Hombrechtikon has an area of 12.2 km2. Of this area, 60.6% is used for agricultural purposes, while 14.9% is forested. Of the rest of the land, 18.7% is settled (buildings or roads) and the remainder (5.8%) is non-productive (rivers, glaciers or mountains). In 1996 housing and buildings made up 13.9% of the total area, while transportation infrastructure made up the rest (4.8%). Of the total unproductive area, water (streams and lakes) made up 1.2% of the area. As of 2007 15.8% of the total municipal area was undergoing some type of construction.

The municipality is located between Lake Zurich and the Zürcher Oberland. The land is very hilly, which prevented a large, single village from forming. There at least 97 different hamlets and individual farm houses scattered throughout the municipality. Some of the largest are Lützelsee (first mentioned in 745 as Lucikinse) and Feldbach (first mentioned in 873 as Velepach).

==Demographics==
Hombrechtikon has a population (as of ) of . As of 2007, 16.7% of the population was made up of foreign nationals. As of 2008 the gender distribution of the population was 49.2% male and 50.8% female. Over the last 10 years the population has grown at a rate of 11.6%. Most of the population (As of 2000) speaks German (88.9%), with Italian being second most common ( 2.4%) and Albanian being third ( 1.7%).

In the 2007 election the most popular party was the SVP which received 44.1% of the vote. The next three most popular parties were the SPS (13.6%), the FDP (11.7%) and the CSP (10.7%).

The age distribution of the population (As of 2000) is children and teenagers (0–19 years old) make up 25.5% of the population, while adults (20–64 years old) make up 60.8% and seniors (over 64 years old) make up 13.7%. The entire Swiss population is generally well educated. In Hombrechtikon about 77.9% of the population (between age 25-64) have completed either non-mandatory upper secondary education or additional higher education (either university or a Fachhochschule). There are 2948 households in Hombrechtikon.
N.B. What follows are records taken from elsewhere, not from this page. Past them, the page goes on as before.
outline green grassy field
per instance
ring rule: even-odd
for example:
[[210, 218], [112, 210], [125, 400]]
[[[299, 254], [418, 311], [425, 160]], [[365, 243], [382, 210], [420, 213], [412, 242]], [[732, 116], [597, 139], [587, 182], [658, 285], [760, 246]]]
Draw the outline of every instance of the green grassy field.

Hombrechtikon has an unemployment rate of 2.12%. As of 2005, there were 260 people employed in the primary economic sector and about 87 businesses involved in this sector. 983 people are employed in the secondary sector and there are 93 businesses in this sector. 1305 people are employed in the tertiary sector, with 224 businesses in this sector. As of 2007 41.6% of the working population were employed full-time, and 58.4% were employed part-time.

As of 2008 there were 2,314 Catholics and 3,419 Protestants in Hombrechtikon. In the 2000 census, religion was broken down into several smaller categories. From the census, 51.4% were some type of Protestant, with 47.4% belonging to the Swiss Reformed Church and 4% belonging to other Protestant churches. 28.9% of the population were Catholic. Of the rest of the population, 0% were Muslim, 6% belonged to another religion (not listed), 2.9% did not give a religion, and 10.6% were atheist or agnostic.
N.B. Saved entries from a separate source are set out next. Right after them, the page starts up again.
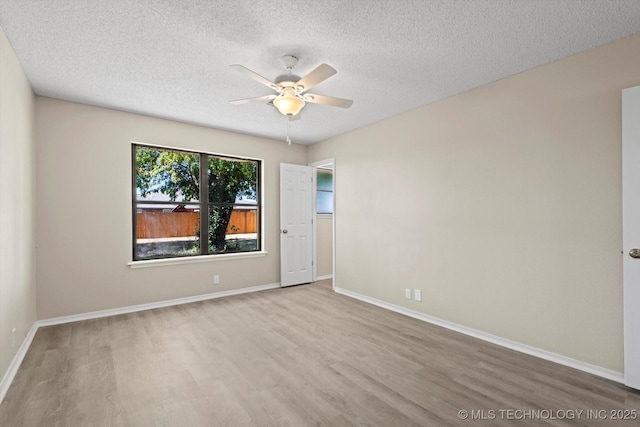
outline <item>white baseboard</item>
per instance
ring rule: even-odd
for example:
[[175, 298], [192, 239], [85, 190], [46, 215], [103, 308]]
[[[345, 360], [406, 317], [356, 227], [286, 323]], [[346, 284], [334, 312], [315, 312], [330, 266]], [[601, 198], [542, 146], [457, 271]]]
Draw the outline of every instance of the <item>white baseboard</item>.
[[320, 281], [320, 280], [327, 280], [327, 279], [333, 279], [333, 274], [327, 274], [324, 276], [316, 276], [316, 282]]
[[78, 322], [81, 320], [116, 316], [118, 314], [135, 313], [138, 311], [152, 310], [154, 308], [163, 308], [163, 307], [170, 307], [173, 305], [188, 304], [191, 302], [206, 301], [210, 299], [228, 297], [232, 295], [240, 295], [240, 294], [246, 294], [250, 292], [265, 291], [268, 289], [275, 289], [279, 287], [280, 287], [280, 283], [272, 283], [269, 285], [252, 286], [249, 288], [242, 288], [242, 289], [232, 289], [229, 291], [214, 292], [214, 293], [204, 294], [204, 295], [195, 295], [192, 297], [177, 298], [177, 299], [166, 300], [166, 301], [157, 301], [157, 302], [151, 302], [148, 304], [131, 305], [131, 306], [122, 307], [122, 308], [113, 308], [109, 310], [100, 310], [100, 311], [92, 311], [89, 313], [73, 314], [71, 316], [61, 316], [61, 317], [53, 317], [50, 319], [36, 320], [35, 322], [33, 322], [33, 325], [31, 326], [29, 333], [27, 334], [24, 341], [22, 342], [20, 349], [18, 350], [13, 360], [11, 361], [11, 364], [9, 365], [9, 369], [7, 369], [7, 372], [4, 374], [4, 377], [2, 378], [2, 382], [0, 382], [0, 404], [4, 400], [4, 397], [7, 394], [7, 391], [9, 390], [9, 386], [11, 385], [14, 377], [18, 373], [18, 369], [20, 368], [20, 365], [22, 364], [22, 361], [24, 360], [24, 357], [27, 354], [27, 350], [29, 350], [29, 347], [31, 346], [31, 342], [33, 341], [33, 338], [36, 336], [36, 332], [38, 331], [38, 328], [42, 326], [61, 325], [63, 323]]
[[597, 375], [608, 380], [612, 380], [618, 383], [624, 383], [624, 375], [621, 372], [616, 372], [611, 369], [606, 369], [601, 366], [591, 365], [580, 360], [572, 359], [570, 357], [562, 356], [560, 354], [552, 353], [550, 351], [542, 350], [536, 347], [531, 347], [525, 344], [521, 344], [516, 341], [504, 339], [495, 335], [488, 334], [486, 332], [478, 331], [476, 329], [468, 328], [466, 326], [458, 325], [453, 322], [439, 319], [437, 317], [429, 316], [414, 310], [410, 310], [399, 305], [390, 304], [385, 301], [381, 301], [375, 298], [361, 295], [356, 292], [352, 292], [342, 288], [335, 288], [335, 292], [346, 295], [351, 298], [359, 299], [369, 304], [377, 305], [378, 307], [385, 308], [387, 310], [395, 311], [396, 313], [404, 314], [405, 316], [413, 317], [414, 319], [422, 320], [424, 322], [432, 323], [443, 328], [450, 329], [452, 331], [460, 332], [461, 334], [469, 335], [474, 338], [481, 339], [483, 341], [497, 344], [501, 347], [506, 347], [511, 350], [519, 351], [521, 353], [528, 354], [530, 356], [539, 357], [540, 359], [549, 360], [551, 362], [558, 363], [560, 365], [568, 366], [570, 368], [578, 369], [580, 371], [588, 372], [593, 375]]
[[60, 325], [63, 323], [78, 322], [80, 320], [97, 319], [100, 317], [116, 316], [118, 314], [135, 313], [138, 311], [152, 310], [154, 308], [170, 307], [172, 305], [189, 304], [190, 302], [206, 301], [232, 295], [246, 294], [250, 292], [265, 291], [268, 289], [279, 288], [280, 283], [271, 283], [269, 285], [251, 286], [249, 288], [232, 289], [229, 291], [213, 292], [204, 295], [195, 295], [192, 297], [176, 298], [165, 301], [150, 302], [147, 304], [130, 305], [128, 307], [112, 308], [109, 310], [92, 311], [89, 313], [73, 314], [71, 316], [53, 317], [50, 319], [37, 320], [36, 324], [40, 326]]
[[[321, 277], [317, 277], [316, 280], [330, 279], [332, 277], [333, 276], [321, 276]], [[2, 401], [4, 400], [4, 397], [7, 394], [7, 391], [9, 390], [9, 386], [13, 382], [13, 379], [16, 373], [18, 372], [18, 369], [20, 368], [20, 365], [22, 364], [22, 361], [24, 360], [24, 357], [27, 354], [27, 350], [31, 346], [31, 342], [33, 341], [33, 338], [35, 337], [39, 327], [60, 325], [63, 323], [78, 322], [81, 320], [88, 320], [88, 319], [97, 319], [100, 317], [115, 316], [118, 314], [134, 313], [138, 311], [151, 310], [154, 308], [188, 304], [191, 302], [205, 301], [210, 299], [222, 298], [226, 296], [246, 294], [250, 292], [264, 291], [264, 290], [275, 289], [279, 287], [280, 287], [279, 283], [273, 283], [268, 285], [252, 286], [249, 288], [233, 289], [229, 291], [214, 292], [214, 293], [204, 294], [204, 295], [196, 295], [192, 297], [177, 298], [177, 299], [172, 299], [167, 301], [157, 301], [157, 302], [152, 302], [148, 304], [139, 304], [139, 305], [133, 305], [128, 307], [110, 309], [110, 310], [93, 311], [89, 313], [75, 314], [71, 316], [62, 316], [62, 317], [54, 317], [50, 319], [36, 320], [31, 326], [29, 333], [27, 334], [24, 341], [22, 342], [20, 349], [14, 356], [13, 360], [11, 361], [11, 364], [9, 365], [9, 368], [7, 369], [4, 377], [2, 378], [2, 381], [0, 382], [0, 403], [2, 403]], [[520, 344], [515, 341], [500, 338], [495, 335], [491, 335], [475, 329], [467, 328], [466, 326], [461, 326], [452, 322], [448, 322], [446, 320], [438, 319], [437, 317], [428, 316], [426, 314], [419, 313], [417, 311], [409, 310], [407, 308], [390, 304], [385, 301], [377, 300], [375, 298], [361, 295], [346, 289], [335, 288], [335, 292], [355, 298], [355, 299], [359, 299], [369, 304], [377, 305], [378, 307], [382, 307], [387, 310], [395, 311], [396, 313], [404, 314], [406, 316], [413, 317], [418, 320], [422, 320], [428, 323], [432, 323], [434, 325], [442, 326], [444, 328], [451, 329], [453, 331], [460, 332], [462, 334], [469, 335], [474, 338], [478, 338], [493, 344], [497, 344], [499, 346], [506, 347], [511, 350], [516, 350], [525, 354], [529, 354], [531, 356], [536, 356], [541, 359], [545, 359], [551, 362], [559, 363], [561, 365], [569, 366], [571, 368], [588, 372], [590, 374], [597, 375], [599, 377], [603, 377], [615, 382], [619, 382], [619, 383], [624, 382], [624, 376], [620, 372], [612, 371], [610, 369], [591, 365], [589, 363], [571, 359], [569, 357], [565, 357], [556, 353], [551, 353], [546, 350], [541, 350], [535, 347], [530, 347], [525, 344]]]
[[9, 390], [9, 386], [13, 382], [13, 378], [18, 373], [18, 369], [20, 368], [20, 365], [22, 364], [24, 357], [27, 355], [27, 350], [29, 350], [29, 347], [31, 347], [31, 342], [33, 341], [33, 337], [36, 336], [37, 331], [38, 331], [38, 326], [36, 326], [36, 324], [34, 323], [31, 326], [31, 329], [29, 329], [29, 332], [27, 333], [27, 336], [24, 338], [24, 341], [22, 341], [22, 345], [18, 349], [18, 352], [16, 353], [16, 355], [13, 357], [13, 360], [9, 364], [9, 368], [7, 369], [7, 372], [5, 372], [4, 377], [2, 378], [2, 381], [0, 381], [0, 403], [2, 403], [2, 401], [4, 400], [4, 397], [6, 396], [7, 391]]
The historical population is given in the following table:

| year | population |
|---|---|
| 1634 | 617 |
| 1772 | 1,501 |
| 1850 | 2,649 |
| 1900 | 2,292 |
| 1950 | 3,079 |
| 1980 | 6,001 |
| 2000 | 7,246 |

== Geography ==
The village Feldbach and the train station are located on Lake Zürich. Hombrechtion is perched above the lake besides Pfannenstiel. On a plateau, the protected moorlands Uetziker Ried and Lützelsee are located, as well Seeweidsee is situated in the municipality.

== Transportation ==
Hombrechtikon-Feldbach railway station is a stop of the S-Bahn Zürich on the line S7.

==Heritage sites of national significance==
There are seven sites in Hombrechtikon that are listed as Swiss heritage sites of national significance. The houses in the town include; the Hof Oberhaus at Seestrasse 2&4, the Hürlimannhaus at Lützelsee 2&4, the Landstiz Rosenberg at Alte Landstrasse 1&3, the Menzihaus at Lützelsee 3 and the Eglihaus at Lutikon 1-3. The town's Reformed church is also on the list. The Neolithic and early Bronze Age settlement at Feldbach is the last site on the list. The entire hamlet of Lützelsee and the Feldbach area are part of the Inventory of Swiss Heritage Sites. The prehistoric settlement Feldbach is part of the Prehistoric Pile dwellings around the Alps, a UNESCO World Heritage Site.